Antitumor drug
Temozolomide is the first orally effective imidazole and tetraazine antitumor drug, belonging to the second generation of alkylating agents with anti-tumor activity, which does not require intrahepatic metabolic activation after oral administration, is characterized by easy penetration of the blood-brain barrier, good tolerance and no additive toxicity with other drugs, and has synergistic effect with radiotherapy, which is suitable for malignant gliomas that relapse after conventional treatment. Such as glioblastoma multiforme or degenerative astrocytoma, are also first-line drugs for the treatment of metastatic melanoma.
The drug is fully absorbed orally and has a bioavailability of nearly 100%. It shows broad-spectrum activity in mouse tumor models and can penetrate the human blood-brain barrier. The cytotoxic effects of temozolomide are due to its strong methylation of DNA bases. Under alkaline conditions, temozolomide rapidly breaks to form active methyldiazonium ions. Since brain tumors are more alkaline than the surrounding tissues, the activation energy of this drug is relatively concentrated in the tumor site, the anti-tumor effect is strong and certain selectivity, the side effect spectrum is also improved, the myelotoxicity is less, and the tolerance of patients is improved.

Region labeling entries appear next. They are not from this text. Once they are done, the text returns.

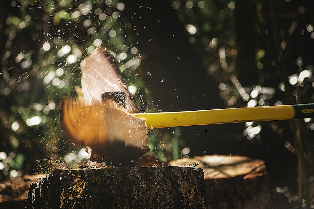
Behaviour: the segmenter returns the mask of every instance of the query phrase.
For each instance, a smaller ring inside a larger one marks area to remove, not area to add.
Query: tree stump
[[[268,208],[270,197],[264,164],[246,157],[214,155],[180,159],[169,164],[203,169],[208,209],[263,209]]]
[[[31,184],[28,208],[205,208],[202,169],[189,167],[53,170]]]
[[[0,182],[0,208],[25,208],[30,184],[36,182],[38,177],[43,175],[24,175]]]

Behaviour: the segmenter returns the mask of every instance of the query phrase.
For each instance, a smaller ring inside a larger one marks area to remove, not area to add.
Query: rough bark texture
[[[269,208],[270,188],[264,163],[246,157],[213,155],[169,165],[203,169],[208,209],[266,209]]]
[[[0,182],[0,208],[23,208],[25,207],[30,184],[37,181],[43,175],[25,175],[14,180]]]
[[[202,169],[190,167],[56,170],[31,184],[27,208],[205,208]]]

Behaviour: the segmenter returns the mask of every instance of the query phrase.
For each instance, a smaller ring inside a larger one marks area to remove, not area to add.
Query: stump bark
[[[53,170],[31,184],[28,208],[205,208],[201,169],[106,167]]]
[[[169,165],[203,169],[208,209],[263,209],[268,208],[270,197],[264,163],[242,156],[214,155],[180,159]]]

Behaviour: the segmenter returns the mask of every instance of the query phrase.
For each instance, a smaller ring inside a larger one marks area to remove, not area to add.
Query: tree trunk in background
[[[268,208],[270,185],[264,162],[246,157],[197,156],[171,161],[203,169],[208,209]]]
[[[203,170],[155,166],[55,170],[31,184],[27,208],[205,208]]]
[[[219,84],[208,74],[199,54],[189,42],[188,33],[178,20],[171,3],[136,0],[123,3],[126,8],[120,16],[131,24],[142,56],[143,72],[140,77],[153,92],[152,99],[144,98],[150,103],[149,108],[168,112],[225,108],[219,98]],[[239,140],[242,131],[239,130],[243,127],[240,123],[187,126],[181,129],[180,138],[186,139],[193,155],[205,150],[207,153],[233,154],[234,148],[242,146]],[[222,147],[221,144],[229,146]]]

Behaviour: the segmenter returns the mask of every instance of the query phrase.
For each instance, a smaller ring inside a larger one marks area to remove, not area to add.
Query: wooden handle
[[[133,114],[152,129],[314,117],[314,103]]]

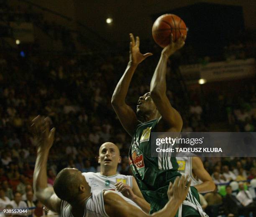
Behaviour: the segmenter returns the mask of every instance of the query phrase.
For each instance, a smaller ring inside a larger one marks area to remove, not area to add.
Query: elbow
[[[111,105],[113,108],[119,107],[125,104],[124,101],[120,100],[115,95],[112,96],[111,99]]]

The effect of Temozolomide on the treatment of recurrent glioblastoma multiforme has been confirmed by clinical trials to be safe and effective. Results of a Phase II randomized controlled trial showed that 225 patients with first-time recurrent glioblastoma multiforme were treated with temozolomide or procarbazide (125-150 mg/m2 orally every 56 days for 28 days) for 6 months, respectively, and there was no progression in the temozolomide group. Survival and overall survival were 21% and 60%, respectively, significantly higher than 8% and 44% in the procarbazide group. Mean progression-free survival and overall survival were 2.9 and 7.3 months in Temozolomide patients, respectively, which were also significantly higher than 1.9 and 5.8 months in the procarbazide group. The trial also assessed health-related quality of life at 3 and 6 months after the start of treatment and confirmed that more patients in the temozolomide group had improved or remained stable. The main adverse event of temozolomide was predictable and easily managed transient and noncumulative myelosuppression, which occurred in 24% of trials. Temozolomide is also prone to mild to moderate nausea and vomiting, which can be prevented with conventional antiemetic therapy. The efficacy and adverse drug reaction of temozolomide in the treatment of recurrent glioblastoma multiforme were significantly better than the existing standard drug procarbazide.

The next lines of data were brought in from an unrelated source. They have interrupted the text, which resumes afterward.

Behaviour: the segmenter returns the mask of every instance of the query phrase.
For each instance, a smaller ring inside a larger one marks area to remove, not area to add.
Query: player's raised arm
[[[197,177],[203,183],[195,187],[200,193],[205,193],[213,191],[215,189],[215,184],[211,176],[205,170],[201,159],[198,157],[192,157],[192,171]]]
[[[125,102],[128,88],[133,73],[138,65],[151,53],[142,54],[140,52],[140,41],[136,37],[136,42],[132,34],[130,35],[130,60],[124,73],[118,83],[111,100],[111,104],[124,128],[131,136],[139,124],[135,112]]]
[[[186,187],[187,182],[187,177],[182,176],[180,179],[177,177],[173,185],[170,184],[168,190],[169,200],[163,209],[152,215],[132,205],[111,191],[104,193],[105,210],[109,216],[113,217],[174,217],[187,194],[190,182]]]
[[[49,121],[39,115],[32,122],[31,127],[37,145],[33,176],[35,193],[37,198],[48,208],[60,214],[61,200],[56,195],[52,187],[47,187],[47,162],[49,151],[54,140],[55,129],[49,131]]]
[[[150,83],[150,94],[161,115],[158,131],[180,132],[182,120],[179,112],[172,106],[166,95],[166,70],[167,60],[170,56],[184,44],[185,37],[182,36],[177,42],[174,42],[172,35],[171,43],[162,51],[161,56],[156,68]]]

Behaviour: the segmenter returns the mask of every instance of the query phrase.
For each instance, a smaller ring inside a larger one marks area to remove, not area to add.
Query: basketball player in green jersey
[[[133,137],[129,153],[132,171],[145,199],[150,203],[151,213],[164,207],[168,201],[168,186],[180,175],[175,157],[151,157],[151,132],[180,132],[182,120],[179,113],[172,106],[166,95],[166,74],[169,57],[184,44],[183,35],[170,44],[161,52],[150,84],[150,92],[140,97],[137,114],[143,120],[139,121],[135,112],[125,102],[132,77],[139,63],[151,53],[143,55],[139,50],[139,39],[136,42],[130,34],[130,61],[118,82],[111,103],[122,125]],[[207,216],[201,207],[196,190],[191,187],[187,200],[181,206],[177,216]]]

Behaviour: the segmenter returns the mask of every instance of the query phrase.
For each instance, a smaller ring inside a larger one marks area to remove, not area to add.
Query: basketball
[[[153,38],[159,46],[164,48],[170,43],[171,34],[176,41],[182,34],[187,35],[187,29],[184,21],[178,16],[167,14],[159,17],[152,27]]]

Temozolomide was synthesized by Cancer Research UK and sold to Schering-Plough USA for development. This drug is different from existing antitumor drugs in that it has a novel chemical structure and is a derivative of imidazole and tetrazine. Temozolomide does not play a direct role and is rapidly converted to the active compound MTIC [5-(3-methyltriazene-1 -) imidazole-4-amide] by non-enzymatic pathway at physiological pH. It is believed that the cytotoxicity of MTIC is mainly due to its DNA alkylation (methylation), which occurs mainly at the O6 and N7 positions of guanine. Temozolomide has been proved effective in basic and clinical studies on some of the most common glioblastomas, and has been approved for marketing in the European Union and the United States in 1999, among which the approved indication in the United States is the second-line treatment of glioblastoma multiforme and degenerative astrocytoma. The approved indication for glioblastoma multiforme in countries within the European Union is for glioblastoma multiforme that continues to develop or relapse after conventional treatment. The effect of temozolomide on glioblastoma multiforme is gaining more recognition in Europe.